Zważywszy, że pacjenci z chorobą dwupłatkowej zastawki aortalnej są zazwyczaj młodsi wiekiem, trwałość zastawki sercowej jest kolejną szczególnie istotną kwestią w tej populacji11. TAVR zmieniła dziedzinę wymiany zastawek i obecnie przewiduje się, że jej zastosowanie u pacjentów z dwupłatkową zastawką aortalną ze zwężeniem aortalnym wzrośnie w porównaniu do chirurgicznej wymiany zastawki aortalnej ze względu na krótkie czasy powrotu do zdrowia pacjentów12.

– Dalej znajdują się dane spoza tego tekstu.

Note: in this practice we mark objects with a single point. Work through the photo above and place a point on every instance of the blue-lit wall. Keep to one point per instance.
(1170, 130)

Przyszłość TAVR w dwupłatkowej zastawce
Nasze rozumienie roli TAVR w dwupłatkowej zastawce aortalnej ewoluuje wraz z trwającymi badaniami klinicznymi, a nasze zrozumienie dwupłatkowej zastawki aortalnej i towarzyszącej aortopatii również się rozwija13. Podczas rozważania dożywotniego postępowania u pacjentów z chorobą zastawki aortalnej, zarówno TAVR, jak i chirurgiczna wymiana zastawki aortalnej muszą być omawiane przez zespół sercowy13.
Chociaż pionierzy operatorzy wykazali wykonalność i ogólne bezpieczeństwo TAVR u pacjentów z dwupłatkową zastawką aortalną, wiele pytań pozostaje bez odpowiedzi8. Większa wiedza na temat identyfikacji anatomii dwupłatkowej zastawki aortalnej o większym ryzyku tych niekorzystnych wyników może potencjalnie poprawić selekcję pacjentów do TAVR versus chirurgicznej wymiany zastawki aortalnej u pacjentów z dwupłatkową zastawką aortalną o niskim ryzyku chirurgicznym10.